Apr 13, 2012


Los Angeles is full of film festivals.  But the Turner Classic Movie Festival is a different beast all together.  Unlike other festivals all the movies they are showing can be bought easily at your local Best Buy or online for relatively cheap. And yet the festival brings in tens of thousands of people from all over the world that share an appreciation for the Hollywood of yesteryear. The four-day festival, now in its third year, took place this past weekend in Hollywood. It is sort of an interactive version of the TCM channel itself. Indeed almost everyone attending the festival was a hardcore fan of the channel and the services they provide. Classic movies, it seems, are still in high demand.

Of course, having members of the films there to speak and give insight on what it was like to make the movies certainly helps. The fest brought out some of the biggest names in what can now be considered classical Hollywood giving people from all over the world a chance to really get to know some true cinema icons.

Listening to film legends like Mel Brooks and Rick Baker tell their stories was truly a once in a lifetime experience. Many of us have grown up seeing their faces but to listen to them rant about what it was like to be a part of Hollywood at that time really added a level of appreciation you can’t find anywhere else.

While the film industry naturally attracts charismatic characters, it was Debbie Reynolds, still full of life at 80 years old, that seemed to walk away with festival goers wrapped around her finger. A natural entertainer, Reynolds talked about turning eighteen on the set of Singing in the Rain and what it was like to be in the Hollywood system at that time. Not only did she get an extended standing ovation, but a long-time fan gave her a dozen red roses before she left.

For the average festival goer and movie lover, TCM’s lineup was like the Lollapalooza of film fests. Having to choose between films like Young Frankenstein and Chinatown or Sabrina and Cleopatra could be almost impossible. All of the films shown throughout the fest could be considered essential. The result was that those that did show up to a certain film were guaranteed to be die-hards and long-time lovers of the movie.

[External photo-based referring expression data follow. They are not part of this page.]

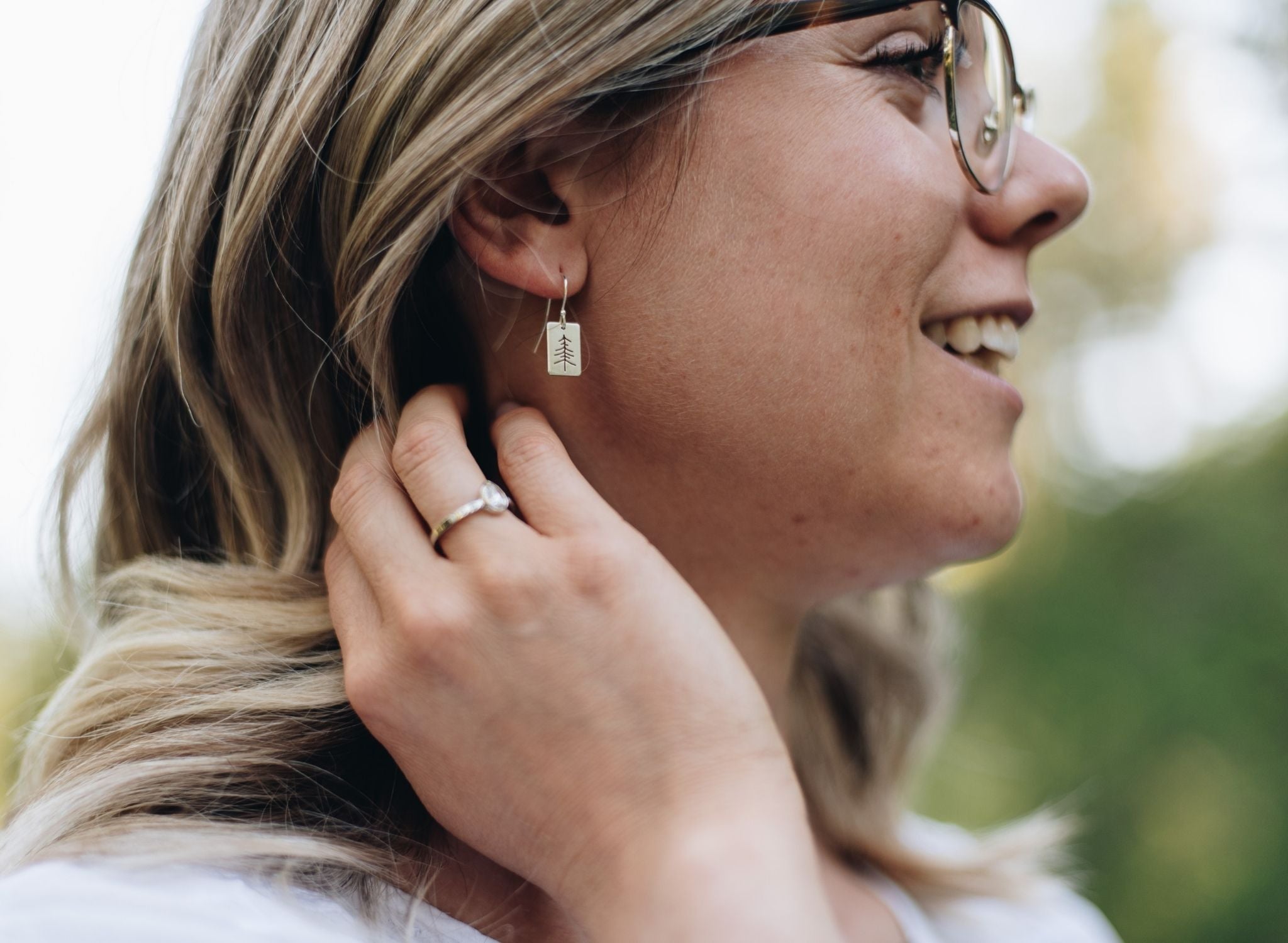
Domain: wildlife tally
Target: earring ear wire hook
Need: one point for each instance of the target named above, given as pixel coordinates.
(564, 315)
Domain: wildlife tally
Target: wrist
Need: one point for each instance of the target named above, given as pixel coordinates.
(747, 873)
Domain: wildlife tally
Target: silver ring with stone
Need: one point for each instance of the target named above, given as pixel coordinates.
(491, 499)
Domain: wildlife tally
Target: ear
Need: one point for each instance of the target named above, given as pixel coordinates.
(526, 221)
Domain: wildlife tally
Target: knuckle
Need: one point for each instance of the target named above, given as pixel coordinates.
(352, 491)
(512, 590)
(596, 566)
(428, 632)
(526, 451)
(420, 443)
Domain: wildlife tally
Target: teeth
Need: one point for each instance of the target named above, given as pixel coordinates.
(995, 333)
(965, 335)
(1010, 339)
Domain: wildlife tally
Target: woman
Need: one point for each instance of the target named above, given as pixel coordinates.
(674, 691)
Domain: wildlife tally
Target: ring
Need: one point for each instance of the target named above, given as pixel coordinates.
(491, 499)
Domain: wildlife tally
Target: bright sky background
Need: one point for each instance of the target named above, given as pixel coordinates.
(86, 97)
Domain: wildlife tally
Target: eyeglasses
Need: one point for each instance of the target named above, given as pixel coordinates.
(984, 101)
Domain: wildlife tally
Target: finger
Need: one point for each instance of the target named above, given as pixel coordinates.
(441, 475)
(536, 466)
(383, 530)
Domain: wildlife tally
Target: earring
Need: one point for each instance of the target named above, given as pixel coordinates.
(564, 341)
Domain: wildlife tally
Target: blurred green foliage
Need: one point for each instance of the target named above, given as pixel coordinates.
(1136, 665)
(1133, 664)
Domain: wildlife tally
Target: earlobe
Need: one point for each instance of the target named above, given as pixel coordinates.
(517, 231)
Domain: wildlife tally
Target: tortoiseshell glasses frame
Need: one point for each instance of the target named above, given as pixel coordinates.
(984, 99)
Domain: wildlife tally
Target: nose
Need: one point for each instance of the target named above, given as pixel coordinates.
(1045, 194)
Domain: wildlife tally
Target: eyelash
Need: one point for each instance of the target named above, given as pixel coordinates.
(913, 60)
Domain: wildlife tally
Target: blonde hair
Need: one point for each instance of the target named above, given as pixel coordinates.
(296, 234)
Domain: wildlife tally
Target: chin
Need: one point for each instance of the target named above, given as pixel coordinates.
(987, 525)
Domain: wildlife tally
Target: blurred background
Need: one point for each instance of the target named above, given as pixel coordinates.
(1128, 655)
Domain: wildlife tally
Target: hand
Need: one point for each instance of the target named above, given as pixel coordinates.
(557, 695)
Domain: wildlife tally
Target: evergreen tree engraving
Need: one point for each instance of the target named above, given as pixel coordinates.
(565, 353)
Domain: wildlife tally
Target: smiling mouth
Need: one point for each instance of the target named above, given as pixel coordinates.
(983, 342)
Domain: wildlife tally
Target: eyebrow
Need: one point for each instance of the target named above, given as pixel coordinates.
(775, 18)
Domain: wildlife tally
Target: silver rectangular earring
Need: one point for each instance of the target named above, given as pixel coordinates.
(564, 342)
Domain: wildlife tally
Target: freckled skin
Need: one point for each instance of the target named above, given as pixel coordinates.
(758, 396)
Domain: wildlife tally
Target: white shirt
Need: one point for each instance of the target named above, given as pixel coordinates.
(104, 902)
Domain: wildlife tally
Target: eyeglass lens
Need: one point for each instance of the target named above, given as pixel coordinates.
(984, 89)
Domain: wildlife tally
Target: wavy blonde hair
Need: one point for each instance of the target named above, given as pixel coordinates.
(292, 254)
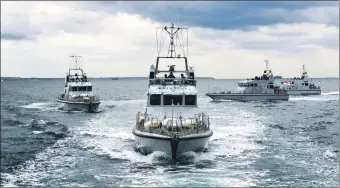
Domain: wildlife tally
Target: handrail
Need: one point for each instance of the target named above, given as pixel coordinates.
(172, 81)
(201, 122)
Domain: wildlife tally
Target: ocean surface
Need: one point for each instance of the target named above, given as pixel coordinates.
(291, 143)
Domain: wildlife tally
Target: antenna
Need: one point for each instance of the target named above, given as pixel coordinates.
(178, 19)
(267, 62)
(304, 69)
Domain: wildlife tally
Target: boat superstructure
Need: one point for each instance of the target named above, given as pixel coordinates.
(78, 92)
(254, 89)
(172, 122)
(301, 85)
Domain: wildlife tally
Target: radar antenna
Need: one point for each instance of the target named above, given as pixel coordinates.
(76, 59)
(176, 39)
(267, 62)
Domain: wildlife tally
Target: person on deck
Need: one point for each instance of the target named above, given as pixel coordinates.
(171, 75)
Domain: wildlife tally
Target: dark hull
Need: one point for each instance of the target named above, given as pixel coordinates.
(82, 106)
(147, 143)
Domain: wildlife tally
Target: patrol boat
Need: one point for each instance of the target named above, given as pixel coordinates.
(301, 86)
(172, 122)
(254, 89)
(78, 94)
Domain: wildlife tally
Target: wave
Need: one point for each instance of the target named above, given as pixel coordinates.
(331, 93)
(316, 98)
(48, 127)
(44, 106)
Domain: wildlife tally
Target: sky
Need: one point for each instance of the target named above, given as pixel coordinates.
(226, 39)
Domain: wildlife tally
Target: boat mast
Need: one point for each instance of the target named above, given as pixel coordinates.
(267, 66)
(304, 69)
(171, 33)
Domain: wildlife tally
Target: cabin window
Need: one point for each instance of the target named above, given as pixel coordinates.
(81, 88)
(155, 99)
(168, 99)
(73, 89)
(190, 100)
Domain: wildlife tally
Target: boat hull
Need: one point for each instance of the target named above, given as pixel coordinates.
(147, 143)
(249, 97)
(304, 92)
(80, 106)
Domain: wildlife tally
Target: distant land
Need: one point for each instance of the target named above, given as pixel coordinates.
(95, 78)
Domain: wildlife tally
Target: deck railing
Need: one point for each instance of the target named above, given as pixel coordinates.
(79, 98)
(172, 81)
(174, 125)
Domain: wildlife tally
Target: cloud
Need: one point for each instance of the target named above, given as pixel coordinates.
(226, 14)
(124, 44)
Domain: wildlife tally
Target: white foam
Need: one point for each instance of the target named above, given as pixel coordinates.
(331, 93)
(44, 106)
(38, 132)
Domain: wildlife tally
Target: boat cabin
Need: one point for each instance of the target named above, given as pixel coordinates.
(168, 89)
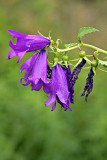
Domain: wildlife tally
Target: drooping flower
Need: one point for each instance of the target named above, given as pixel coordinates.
(76, 71)
(35, 71)
(49, 71)
(70, 88)
(89, 84)
(26, 43)
(58, 88)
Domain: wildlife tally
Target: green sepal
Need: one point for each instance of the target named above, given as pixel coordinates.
(85, 30)
(103, 63)
(94, 70)
(70, 45)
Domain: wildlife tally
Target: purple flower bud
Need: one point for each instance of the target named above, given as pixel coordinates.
(70, 88)
(76, 71)
(26, 43)
(49, 71)
(58, 88)
(89, 84)
(35, 71)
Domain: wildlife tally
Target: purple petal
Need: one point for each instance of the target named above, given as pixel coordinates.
(53, 106)
(52, 99)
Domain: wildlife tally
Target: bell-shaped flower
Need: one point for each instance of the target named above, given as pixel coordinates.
(58, 88)
(76, 71)
(89, 84)
(69, 82)
(35, 71)
(26, 43)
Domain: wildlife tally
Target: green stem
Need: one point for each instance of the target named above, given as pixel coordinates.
(93, 47)
(67, 49)
(82, 45)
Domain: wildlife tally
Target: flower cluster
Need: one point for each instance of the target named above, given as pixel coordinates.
(57, 81)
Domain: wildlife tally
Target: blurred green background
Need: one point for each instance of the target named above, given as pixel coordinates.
(28, 129)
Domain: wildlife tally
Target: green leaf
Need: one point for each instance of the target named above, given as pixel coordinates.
(96, 55)
(70, 45)
(103, 63)
(85, 30)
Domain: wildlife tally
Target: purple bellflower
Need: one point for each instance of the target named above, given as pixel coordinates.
(76, 71)
(58, 88)
(89, 84)
(26, 43)
(70, 88)
(35, 71)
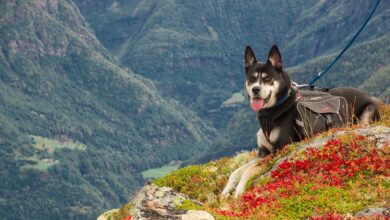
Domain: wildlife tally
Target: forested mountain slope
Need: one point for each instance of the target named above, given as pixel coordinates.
(77, 128)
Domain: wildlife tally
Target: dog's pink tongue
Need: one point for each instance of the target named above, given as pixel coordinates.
(257, 104)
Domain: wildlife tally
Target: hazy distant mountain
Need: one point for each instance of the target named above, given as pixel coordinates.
(94, 92)
(76, 127)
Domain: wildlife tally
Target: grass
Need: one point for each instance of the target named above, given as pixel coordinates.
(41, 165)
(346, 175)
(162, 171)
(51, 145)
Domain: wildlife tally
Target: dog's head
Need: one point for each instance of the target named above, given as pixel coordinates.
(266, 83)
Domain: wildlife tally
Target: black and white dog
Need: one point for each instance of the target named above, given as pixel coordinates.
(273, 97)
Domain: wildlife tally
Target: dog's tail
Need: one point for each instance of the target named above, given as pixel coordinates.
(377, 101)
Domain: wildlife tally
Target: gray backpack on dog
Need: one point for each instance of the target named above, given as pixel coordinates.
(320, 111)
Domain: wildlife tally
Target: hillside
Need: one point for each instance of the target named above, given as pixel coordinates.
(77, 128)
(96, 96)
(193, 49)
(342, 173)
(365, 66)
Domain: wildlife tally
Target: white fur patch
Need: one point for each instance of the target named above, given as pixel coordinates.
(263, 141)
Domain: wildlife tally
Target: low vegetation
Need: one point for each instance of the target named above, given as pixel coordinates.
(340, 178)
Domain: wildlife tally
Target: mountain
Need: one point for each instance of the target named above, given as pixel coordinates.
(335, 175)
(92, 93)
(193, 50)
(77, 128)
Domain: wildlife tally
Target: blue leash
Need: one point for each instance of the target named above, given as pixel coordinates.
(321, 73)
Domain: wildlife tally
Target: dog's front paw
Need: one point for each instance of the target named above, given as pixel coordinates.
(226, 192)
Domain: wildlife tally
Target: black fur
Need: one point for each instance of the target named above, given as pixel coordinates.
(282, 116)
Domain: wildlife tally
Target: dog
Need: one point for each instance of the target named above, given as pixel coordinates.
(273, 97)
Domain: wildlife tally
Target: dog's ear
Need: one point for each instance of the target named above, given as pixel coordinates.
(249, 58)
(275, 58)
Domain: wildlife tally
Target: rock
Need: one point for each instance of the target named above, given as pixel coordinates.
(200, 215)
(153, 202)
(106, 215)
(374, 211)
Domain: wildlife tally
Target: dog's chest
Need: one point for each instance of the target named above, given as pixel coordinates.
(268, 138)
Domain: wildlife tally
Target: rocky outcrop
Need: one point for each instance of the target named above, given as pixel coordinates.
(159, 203)
(154, 202)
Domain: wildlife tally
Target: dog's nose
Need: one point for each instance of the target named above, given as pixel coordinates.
(256, 90)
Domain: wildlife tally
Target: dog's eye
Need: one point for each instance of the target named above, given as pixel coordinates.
(266, 79)
(252, 78)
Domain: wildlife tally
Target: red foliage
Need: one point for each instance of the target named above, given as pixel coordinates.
(334, 165)
(127, 217)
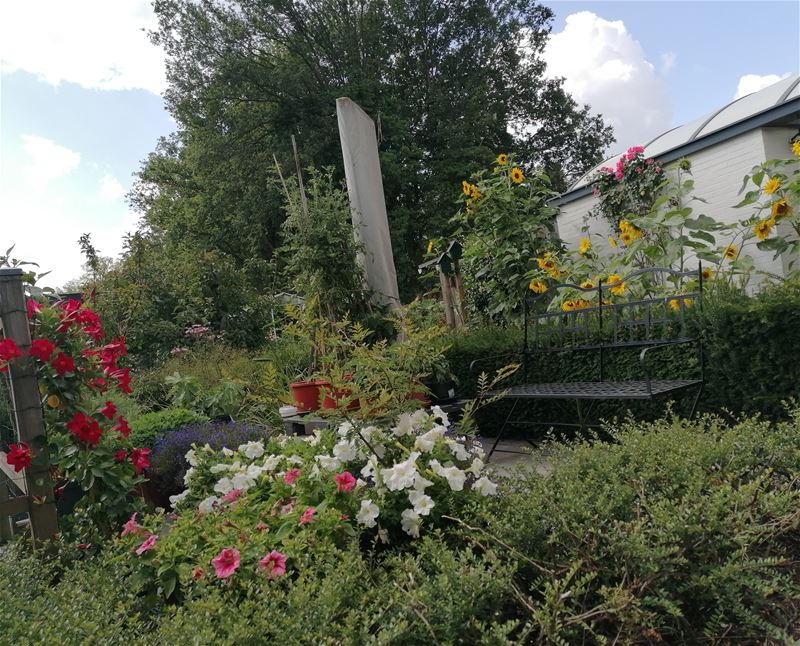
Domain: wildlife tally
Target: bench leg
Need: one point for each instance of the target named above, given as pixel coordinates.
(502, 428)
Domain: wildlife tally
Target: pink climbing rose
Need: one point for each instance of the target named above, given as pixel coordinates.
(273, 564)
(148, 544)
(226, 562)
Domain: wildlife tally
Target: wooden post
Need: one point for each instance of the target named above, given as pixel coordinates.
(27, 407)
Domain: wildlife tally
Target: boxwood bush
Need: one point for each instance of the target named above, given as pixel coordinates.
(676, 532)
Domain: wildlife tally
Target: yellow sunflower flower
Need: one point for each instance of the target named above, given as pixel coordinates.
(537, 287)
(772, 185)
(619, 290)
(781, 209)
(764, 228)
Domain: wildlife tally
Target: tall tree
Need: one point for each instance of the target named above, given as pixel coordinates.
(450, 83)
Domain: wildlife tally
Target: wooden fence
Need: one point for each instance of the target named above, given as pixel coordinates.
(36, 485)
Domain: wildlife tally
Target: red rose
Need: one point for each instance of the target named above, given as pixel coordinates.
(109, 410)
(19, 456)
(139, 459)
(63, 363)
(85, 428)
(122, 426)
(33, 308)
(42, 349)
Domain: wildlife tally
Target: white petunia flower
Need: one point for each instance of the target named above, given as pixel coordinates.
(422, 503)
(344, 451)
(207, 505)
(440, 414)
(329, 463)
(404, 425)
(252, 450)
(174, 500)
(224, 485)
(410, 522)
(484, 486)
(368, 514)
(455, 477)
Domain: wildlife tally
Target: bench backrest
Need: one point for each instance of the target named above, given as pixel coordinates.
(596, 318)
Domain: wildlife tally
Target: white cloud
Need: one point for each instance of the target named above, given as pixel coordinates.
(750, 83)
(47, 160)
(110, 188)
(95, 43)
(668, 60)
(605, 66)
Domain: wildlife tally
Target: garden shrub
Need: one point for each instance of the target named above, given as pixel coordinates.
(168, 463)
(150, 426)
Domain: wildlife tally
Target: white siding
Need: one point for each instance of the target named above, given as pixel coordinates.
(718, 172)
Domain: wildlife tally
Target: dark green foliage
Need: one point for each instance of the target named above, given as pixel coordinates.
(150, 426)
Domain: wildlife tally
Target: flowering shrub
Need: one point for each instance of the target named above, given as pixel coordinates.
(264, 509)
(87, 444)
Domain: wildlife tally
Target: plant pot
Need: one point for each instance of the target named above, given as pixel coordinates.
(306, 394)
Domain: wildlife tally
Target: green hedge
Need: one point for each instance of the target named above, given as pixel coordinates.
(751, 347)
(677, 532)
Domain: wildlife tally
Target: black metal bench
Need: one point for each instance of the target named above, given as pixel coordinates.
(646, 325)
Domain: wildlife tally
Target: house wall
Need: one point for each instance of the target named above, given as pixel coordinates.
(718, 172)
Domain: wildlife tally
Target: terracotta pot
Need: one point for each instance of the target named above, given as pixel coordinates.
(306, 394)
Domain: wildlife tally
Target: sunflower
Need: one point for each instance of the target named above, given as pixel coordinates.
(537, 287)
(780, 209)
(764, 228)
(618, 290)
(772, 185)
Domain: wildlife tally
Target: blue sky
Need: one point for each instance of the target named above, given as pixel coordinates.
(80, 104)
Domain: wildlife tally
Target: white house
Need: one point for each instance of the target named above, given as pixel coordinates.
(723, 147)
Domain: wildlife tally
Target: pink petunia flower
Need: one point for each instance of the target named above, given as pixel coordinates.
(131, 527)
(147, 545)
(232, 495)
(291, 475)
(226, 562)
(273, 564)
(345, 481)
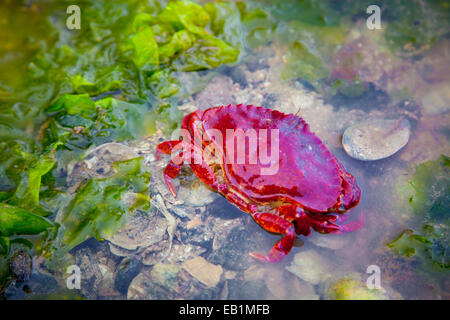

TCM managed to do something amazing during the festival, they recaptured the magic of the movies and put it right out there for everyone to see. Lines formed around the corner for films that were older than almost everyone in the audience. Take, for instance, the case of Disney’s Snow White and the Seven Dwarfs. The film is celebrating its 75th anniversary and not only did the audience form a line that literally went around all of Grauman’s Chinese Theatre, but a couple of those in attendance dressed up as Snow White for the occasion.

That love for the film came through during the show itself. Every time the evil queen makes an appearance on screen, the entire audience hissed and booed in reaction. The same could be said for the sold out show of Singing in the Rain on Saturday night. Every time a music number finished, the entire crowd burst out in applause as if it were a live show. That kind of magic and spark can only be created from the magic of the movies.

While TCM’s Classic Movie Festival may not be your ordinary film fest, it is an annual event that needs to be kept a tradition. The film industry should be as much about looking back as moving forward and this festival helps keep that spirit alive. One must remember that it was only in the last decade that film went digital. Before that, everything was on individual reels and not all of them held up well over time. One of the perks of TCM’s fest is the ability to see crisp, new prints of films were almost lost to the abyss of time. Whether you’re a casual moviegoer that has a soft spot for classical movies or a diehard cinephile, there is something in this festival for everyone.